Cities and regions hold keys for Green Deal success
BRUSSELS and ARNHEM NIJMEGEN, 3 December 2020 – On the morning of the last day of the POLIS 2020 Conference, political representatives of leading European cities and regions convened for the Urban Green-Deal Makers Summit, where they engaged in a dialogue with high-level representatives from the European Commission. The plenary session, “Green Dealing for Green Healing”, drew the conference to a close.
At the Summit, local and regional authorities presented how they can contribute to the success of the European Green Deal. The Urban Green Deal-Makers Pledge sets out cities’ and regions’ commitment to accelerate the shift to sustainable urban mobility and to become frontrunners for the European Union’s climate goals.
The Urban Green-Deal Makers Pledge, signed by a first group of eighteen local and regional authorities during this morning’s Summit, includes commitments to road safety, accessibility and fairness of transport services, local regulations, and public-private partnerships, among other areas of local action.
Also at the Summit, the Dutch Minister Stientje van Veldhoven launched a guidance document on zero-emission zones for freight, co-authored by members of POLIS, the Transport Decarbonisation Alliance and C40 Cities.
Karen Vancluysen, POLIS Secretary General, said: “Our members are the first responders to health and social crises, and the early adopters of transport innovations. They must manage complexity and develop multimodal and integrated solutions, every day. Our cities and regions are at the front line – and we need the active cooperation and support from all levels of government.”
Harriët Tiemens, Deputy Mayor for Mobility, City of Nijmegen, Chair Mobility, Arnhem Nijmegen City Region, and co-host of the POLIS Conference 2020, said: “As the Green Metropolitan Region Arnhem Nijmegen, we are proud to launch the Urban Green-Deal Makers Pledge with POLIS. We explicitly state the local contribution to sustainable mobility in the EU Green Deal. Only together with Member States and the European Commission, we will reach sustainable mobility for all.”
Stientje van Veldhoven, Dutch Minister for the Environment, said: “In The Netherlands we have more bicycles than people and more and more people drive electric cars. Our next step is implementing zero-emission zones for freight in about 30 cities by 2025. More zero-emission vehicles on the road means clean air, less greenhouse gases and more healthy cities.”
Diederik Samsom, Head of Cabinet of Commission Vice-President Frans Timmermans, said: “The European Green Deal will not succeed without the climate leadership of our cities. That makes the POLIS mobility pledge of different cities, from more bike lanes to clean city buses, so extremely important. Europe will back that ambition up with a European roadmap for cities’ sustainable mobility plans and unleash more European funding opportunities. Like that, local climate action becomes European climate action.”
European Transport Commissioner Adina Vălean, setting the scene for the closing plenary, said: “Connecting and greening mobility must be the new licence for the transport sector to grow, and to deliver the mobility of today and of tomorrow. We need all transport modes to be sustainable. We cannot turn our ambitions into reality without cities and sustainable urban mobility.”

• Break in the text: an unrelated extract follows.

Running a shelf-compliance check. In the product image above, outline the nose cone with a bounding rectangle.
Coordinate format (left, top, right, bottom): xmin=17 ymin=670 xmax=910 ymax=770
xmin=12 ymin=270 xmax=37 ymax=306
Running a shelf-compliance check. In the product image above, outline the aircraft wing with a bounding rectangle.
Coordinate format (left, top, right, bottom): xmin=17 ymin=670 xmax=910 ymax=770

The debate that followed further highlighted the ambitions of cities through concrete solutions, and the need for cooperation between the public and private sector, as well as different levels of government.

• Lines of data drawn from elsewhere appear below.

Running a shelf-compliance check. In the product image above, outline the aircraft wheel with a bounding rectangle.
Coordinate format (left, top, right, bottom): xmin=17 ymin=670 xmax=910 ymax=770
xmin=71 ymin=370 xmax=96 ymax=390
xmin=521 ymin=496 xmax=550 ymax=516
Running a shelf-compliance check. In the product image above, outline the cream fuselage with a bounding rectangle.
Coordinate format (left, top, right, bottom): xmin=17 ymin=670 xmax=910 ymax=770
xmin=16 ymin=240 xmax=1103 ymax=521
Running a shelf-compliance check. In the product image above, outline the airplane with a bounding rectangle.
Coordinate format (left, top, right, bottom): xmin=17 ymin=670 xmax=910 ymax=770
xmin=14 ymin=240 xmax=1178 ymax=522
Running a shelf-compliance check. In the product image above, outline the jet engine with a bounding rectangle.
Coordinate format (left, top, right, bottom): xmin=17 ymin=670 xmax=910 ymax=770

David Belliard, Deputy Mayor for Mobility and Transformation of urban space, City of Paris, said: “We think the reallocation of space is also a matter of social justice. Today, only around 10% of trips in our city are made by car, yet 50% of public space is occupied by cars. We want more nature, more green space, more space for children playgrounds responding to people’s needs and wishes.”
Mohamed Ridouani, Mayor of Leuven, said: “It has never been more important to invest in high-quality and sustainable public services and mobility for all. And the only way to get things done is by structurally collaborating and connecting the different layers in our society. In Leuven, we innovate for the better, for and with all”.

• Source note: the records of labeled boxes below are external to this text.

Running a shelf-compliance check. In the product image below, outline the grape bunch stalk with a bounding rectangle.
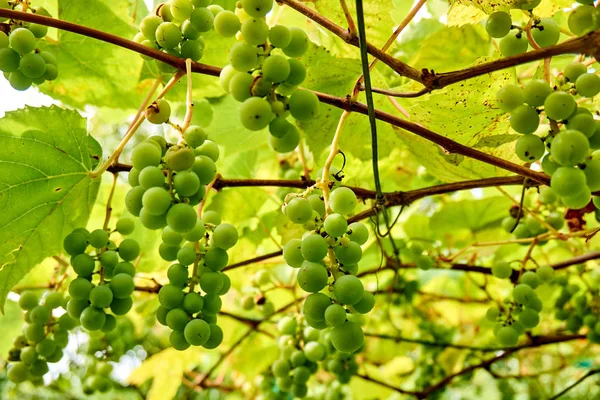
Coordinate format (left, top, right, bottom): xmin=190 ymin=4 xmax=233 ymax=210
xmin=0 ymin=0 xmax=58 ymax=90
xmin=214 ymin=0 xmax=319 ymax=153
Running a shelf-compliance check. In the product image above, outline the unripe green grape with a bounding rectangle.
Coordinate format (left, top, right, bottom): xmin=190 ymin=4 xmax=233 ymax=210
xmin=531 ymin=18 xmax=560 ymax=47
xmin=298 ymin=261 xmax=328 ymax=293
xmin=510 ymin=104 xmax=540 ymax=134
xmin=241 ymin=18 xmax=269 ymax=46
xmin=109 ymin=274 xmax=135 ymax=299
xmin=567 ymin=5 xmax=598 ymax=36
xmin=576 ymin=72 xmax=600 ymax=97
xmin=131 ymin=142 xmax=162 ymax=171
xmin=240 ymin=97 xmax=273 ymax=131
xmin=564 ymin=62 xmax=587 ymax=82
xmin=496 ymin=326 xmax=519 ymax=347
xmin=300 ymin=234 xmax=328 ymax=262
xmin=551 ymin=130 xmax=589 ymax=166
xmin=485 ymin=11 xmax=512 ymax=38
xmin=214 ymin=11 xmax=242 ymax=37
xmin=204 ymin=247 xmax=229 ymax=271
xmin=500 ymin=32 xmax=529 ymax=57
xmin=269 ymin=124 xmax=300 ymax=153
xmin=269 ymin=25 xmax=292 ymax=48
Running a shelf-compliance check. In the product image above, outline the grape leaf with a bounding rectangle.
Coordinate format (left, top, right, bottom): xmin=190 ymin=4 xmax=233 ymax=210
xmin=0 ymin=106 xmax=99 ymax=309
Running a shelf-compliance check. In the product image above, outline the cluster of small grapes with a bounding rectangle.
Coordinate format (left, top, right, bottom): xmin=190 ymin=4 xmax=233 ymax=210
xmin=156 ymin=211 xmax=238 ymax=350
xmin=486 ymin=260 xmax=554 ymax=346
xmin=283 ymin=187 xmax=375 ymax=353
xmin=554 ymin=271 xmax=600 ymax=343
xmin=125 ymin=127 xmax=219 ymax=231
xmin=241 ymin=270 xmax=275 ymax=317
xmin=133 ymin=0 xmax=222 ymax=73
xmin=63 ymin=217 xmax=140 ymax=332
xmin=215 ymin=0 xmax=319 ymax=153
xmin=497 ymin=62 xmax=600 ymax=210
xmin=502 ymin=186 xmax=565 ymax=244
xmin=8 ymin=292 xmax=79 ymax=384
xmin=485 ymin=0 xmax=560 ymax=57
xmin=0 ymin=4 xmax=58 ymax=90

Matthew Baldwin, Coordinator for Road Safety and Sustainable Mobility and Deputy Director-General, DG MOVE, European Commission, said: “Cities are innovating every day, shaping our future streets. COVID has accelerated that trend. But we know what we have to do to deliver climate-neutral mobility in our cities - so let’s get on with it, and use the new sources of funding such as the EU Resilience and Recovery Facility.”
Anabel Diaz Calderon, Regional General Manager for EMEA, Uber, said: “This is the time to act. We all share the ambition to accelerate the transition to more sustainable mobility. The pandemic has been a hit in terms of health and economic emergency, but cities are now looking greener and less crowded with cars.”
Note to editors
POLIS is the leading European network of cities and regions on urban transport innovation. The POLIS Annual Conference provides an opportunity for cities and regions to showcase their transport achievements to an international audience, and for the wider transport community to engage with representatives of local and regional authorities on innovative transport solutions.
The POLIS Conference 2020, a four-day fully digital event, was co-hosted by the Arnhem Nijmegen City Region and the Province of Gelderland. Over 900 people attended the conference.
In 2021, the Annual POLIS Conference will take place in Gothenburg, Sweden, on 1-2 December 2021.